Pada 12 September 2013, beberapa hari sebelum kedatangan kedua jurnalis itu, masyarakat Aru mengadakan pawai besar yang memenuhi jalan-jalan di Dobo. Pada tangga gedung DPRD, mereka ritual dengan menempatkan sasi (semacam larangan adat) persis di depan pintu masuk.
Saat itu, sasi berbentuk bingkai kayu yang didirikan dan disematkan dengan kain tenun. Siapa pun di Maluku, termasuk pejabat, tahu apa itu artinya sasi.

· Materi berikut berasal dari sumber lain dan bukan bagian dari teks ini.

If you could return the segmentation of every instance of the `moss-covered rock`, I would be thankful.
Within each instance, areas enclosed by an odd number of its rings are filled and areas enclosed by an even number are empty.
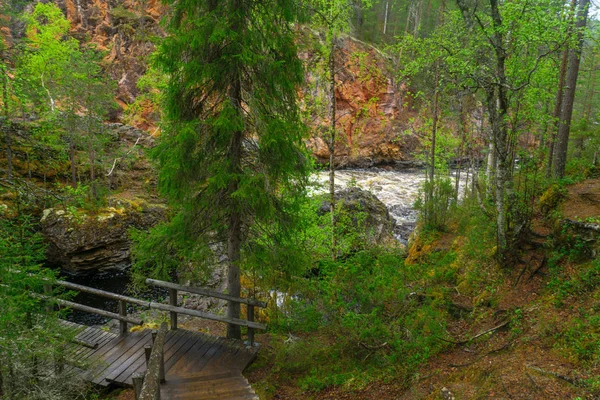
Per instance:
[[[74,274],[128,268],[129,228],[147,229],[165,217],[165,206],[120,200],[94,215],[44,210],[40,221],[49,242],[48,262]]]

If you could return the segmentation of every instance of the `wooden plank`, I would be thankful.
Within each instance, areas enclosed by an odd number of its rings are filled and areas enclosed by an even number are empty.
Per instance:
[[[110,341],[117,338],[117,335],[112,334],[110,332],[103,332],[101,330],[97,330],[96,340],[98,341],[98,347],[96,349],[87,349],[84,347],[80,347],[80,349],[73,354],[74,359],[84,360],[88,358],[90,355],[100,352],[101,349],[106,346]],[[106,347],[104,347],[106,348]]]
[[[183,332],[185,331],[174,331],[175,334],[170,334],[171,332],[169,332],[169,334],[167,334],[167,342],[165,343],[165,361],[167,359],[167,351],[169,349],[169,346],[172,346],[174,344],[174,341],[183,334]],[[174,340],[175,339],[175,340]],[[133,365],[136,364],[136,362],[138,362],[138,360],[140,358],[144,358],[144,352],[143,351],[139,351],[135,356],[130,357],[129,359],[127,359],[125,362],[121,363],[121,365],[116,366],[116,368],[114,368],[110,373],[106,374],[106,380],[109,382],[117,382],[117,383],[121,383],[124,381],[119,381],[117,378],[126,370],[128,370],[129,368],[133,367]],[[137,367],[136,367],[137,369]]]
[[[127,348],[121,354],[121,356],[119,356],[114,361],[111,361],[111,364],[109,365],[109,367],[106,368],[102,372],[102,375],[99,376],[97,379],[111,381],[111,379],[108,379],[109,376],[111,376],[112,374],[116,373],[117,370],[121,370],[122,371],[122,370],[126,369],[135,360],[137,360],[137,358],[139,356],[141,356],[141,355],[144,354],[144,346],[146,346],[148,344],[151,344],[151,343],[152,343],[152,336],[151,335],[146,335],[145,339],[142,339],[138,343],[136,343],[135,345]]]
[[[125,301],[127,303],[137,304],[137,305],[148,308],[149,301],[136,299],[135,297],[130,297],[130,296],[122,295],[122,294],[107,292],[105,290],[96,289],[96,288],[92,288],[92,287],[84,286],[84,285],[78,285],[76,283],[67,282],[67,281],[58,280],[55,283],[57,285],[65,287],[67,289],[77,290],[77,291],[80,291],[83,293],[89,293],[89,294],[93,294],[96,296],[105,297],[107,299],[112,299],[112,300],[117,300],[117,301]]]
[[[203,335],[198,332],[194,332],[193,335],[185,342],[183,346],[181,346],[176,353],[169,359],[169,361],[165,364],[165,370],[167,371],[167,376],[173,375],[175,371],[175,366],[179,362],[197,362],[199,359],[195,357],[194,360],[186,361],[187,354],[190,353],[194,348],[201,348],[206,345],[207,342],[212,342],[217,340],[214,337],[210,337],[207,335]],[[175,373],[176,374],[176,373]]]
[[[228,324],[246,326],[246,327],[251,327],[251,328],[255,328],[255,329],[262,329],[262,330],[267,329],[267,326],[265,324],[261,324],[258,322],[251,322],[251,321],[246,321],[245,319],[238,319],[238,318],[227,318],[227,317],[223,317],[221,315],[211,314],[211,313],[198,311],[198,310],[189,310],[189,309],[183,308],[183,307],[174,307],[174,306],[170,306],[167,304],[151,302],[150,308],[155,309],[155,310],[161,310],[161,311],[176,312],[178,314],[190,315],[192,317],[210,319],[213,321],[226,322]]]
[[[186,354],[187,362],[180,363],[176,366],[176,374],[189,374],[192,372],[200,372],[203,368],[207,367],[213,357],[217,358],[223,348],[224,338],[218,338],[208,349],[194,349],[189,354]],[[190,362],[190,360],[196,360]],[[207,371],[208,372],[208,371]]]
[[[37,295],[34,297],[49,298],[47,296],[42,296],[42,295]],[[62,299],[54,299],[54,298],[52,298],[52,301],[55,301],[59,306],[64,306],[64,307],[72,308],[73,310],[84,311],[84,312],[88,312],[91,314],[98,314],[98,315],[101,315],[106,318],[118,319],[119,321],[125,321],[125,322],[128,322],[133,325],[142,325],[144,323],[144,321],[142,321],[141,319],[132,318],[132,317],[124,317],[122,315],[119,315],[119,314],[116,314],[116,313],[113,313],[110,311],[101,310],[100,308],[84,306],[83,304],[73,303],[72,301],[67,301],[67,300],[62,300]]]
[[[177,377],[181,375],[183,370],[185,370],[185,366],[187,364],[195,364],[202,361],[202,357],[206,354],[206,352],[219,341],[218,337],[205,337],[202,338],[202,341],[197,342],[195,348],[185,348],[180,349],[179,353],[176,357],[173,357],[169,361],[169,374]]]
[[[106,349],[105,346],[115,338],[115,335],[108,332],[102,332],[100,330],[97,331],[99,331],[98,334],[101,335],[100,339],[96,339],[98,342],[98,347],[96,349],[90,349],[83,346],[77,346],[74,351],[69,353],[69,356],[73,362],[78,364],[88,363],[87,358],[89,356],[101,351],[103,347]]]
[[[98,360],[101,360],[104,365],[94,368],[94,371],[92,372],[92,382],[98,384],[103,383],[104,377],[102,374],[113,362],[118,360],[123,353],[127,352],[129,348],[140,344],[140,342],[142,342],[142,344],[150,343],[151,336],[150,332],[143,331],[136,332],[136,334],[129,336],[120,337],[119,339],[120,340],[110,342],[109,344],[114,344],[113,347],[104,353],[101,358],[98,358]],[[98,379],[100,376],[102,376],[102,378]]]
[[[217,299],[233,301],[235,303],[251,304],[253,306],[262,307],[262,308],[267,307],[267,303],[262,302],[262,301],[258,301],[258,300],[254,300],[254,299],[247,299],[247,298],[245,299],[243,297],[230,296],[226,293],[221,293],[221,292],[217,292],[217,291],[210,290],[210,289],[178,285],[173,282],[159,281],[157,279],[149,279],[149,278],[146,279],[146,283],[149,285],[164,287],[167,289],[175,289],[175,290],[180,290],[183,292],[199,294],[202,296],[216,297]]]
[[[168,341],[167,342],[167,356],[169,355],[171,347],[173,348],[178,348],[181,345],[185,344],[186,341],[191,337],[191,332],[189,331],[185,331],[185,330],[180,330],[181,335],[178,335],[177,338],[175,338],[174,341]],[[167,358],[168,360],[169,358]],[[167,360],[165,360],[165,371],[167,373],[167,376],[169,376],[169,372],[166,366]],[[121,375],[117,376],[114,381],[115,382],[119,382],[122,383],[124,385],[132,385],[132,376],[133,374],[137,373],[137,372],[143,372],[145,371],[146,368],[146,360],[145,357],[142,355],[141,357],[139,357],[136,361],[134,361],[134,363],[131,365],[130,368],[128,368],[127,370],[125,370],[124,372],[121,373]]]
[[[163,347],[167,334],[167,324],[163,322],[152,345],[152,354],[148,361],[148,370],[144,376],[144,385],[139,400],[154,400],[160,398],[160,382],[164,373]]]

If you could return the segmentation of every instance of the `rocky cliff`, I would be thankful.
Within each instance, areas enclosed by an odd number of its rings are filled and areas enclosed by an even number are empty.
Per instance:
[[[300,58],[306,65],[306,85],[301,94],[308,108],[313,135],[309,146],[317,160],[329,162],[330,94],[328,71],[319,54],[324,37],[308,28],[299,30]],[[416,114],[407,104],[407,88],[397,82],[389,58],[375,47],[350,36],[341,36],[335,50],[336,145],[341,167],[402,165],[413,161],[419,139],[406,134]],[[311,110],[318,98],[318,110]]]
[[[164,35],[159,21],[165,9],[159,0],[53,0],[72,22],[80,40],[95,43],[107,52],[106,68],[118,82],[120,110],[111,117],[121,121],[123,111],[136,100],[138,79],[146,72],[153,38]],[[306,85],[301,91],[304,105],[309,97],[328,99],[327,72],[319,54],[323,35],[298,29],[300,58],[306,65]],[[405,135],[414,112],[406,104],[406,88],[396,82],[390,60],[379,50],[349,36],[336,43],[336,100],[338,139],[336,163],[342,167],[401,165],[412,161],[419,139]],[[157,113],[143,105],[144,118],[130,121],[141,129],[154,129]],[[327,101],[321,110],[308,110],[313,135],[309,147],[317,161],[326,163]]]

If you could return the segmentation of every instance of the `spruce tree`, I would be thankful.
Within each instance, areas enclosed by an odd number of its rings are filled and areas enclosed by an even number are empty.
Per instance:
[[[155,149],[159,187],[176,215],[162,232],[190,260],[224,244],[229,294],[253,238],[291,232],[291,202],[304,194],[308,163],[296,106],[303,71],[290,0],[168,0],[169,36],[158,65],[169,76]],[[163,247],[164,248],[164,247]],[[160,250],[158,250],[160,251]],[[229,318],[240,305],[230,302]],[[240,337],[229,325],[228,337]]]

Tahun berikutnya, pernah sasi serupa disematkan di Kota Tual, hingga walikota di sana pun harus bekerja dari hotel.
Itu adalah jenis sasi paling kuat. Maka, berbagai kegiatan formal di dalam gedung DPRD pun tidak bisa dilakukan selama tersemat sasi. Menurut Mama Anatje Siarukin, tetua adat perempuan, seandainya ada yang melintasi sasi itu, artinya sama saja dengan menantang perang.
“Jika kamu merobohkan, maka kamu menelanjangi para perempuan Aru, baik itu ibu kandungmu sendiri maupun ibu-ibu yang sudah berambut putih,” katanya. “Ini adalah kain yang kita gunakan untuk menutupi diri kita sendiri. Siapa pun yang berani melanggarnya, berarti mengundang pertumpahan darah.”
Sejak awal, mama-mama Aru telah memainkan peran sentral dalam rangkaian demonstrasi. “Mereka turun ke jalan, mereka membawa panci dan wajan dan memasak di depan kantor pemerintah sebagai aksi protes,” ucap Mercy Barends, anggota DPRD Maluku asal Aru yang ikut menolak Theddy sebagai bupati tahun 2010.
Mereka mengeluarkan sedikit uang yang dimiliki untuk memberi makan para pengunjuk rasa dan mama-mama bergabung dalam pawai di Dobo. Anatje bahkan mengizinkan para aktivis berkumpul di rumahnya. “Kami tahu jika Menara Group datang, generasi masa depan akan menderita,” katanya. “Kami sepakat bahwa kami harus ikut berjuang.”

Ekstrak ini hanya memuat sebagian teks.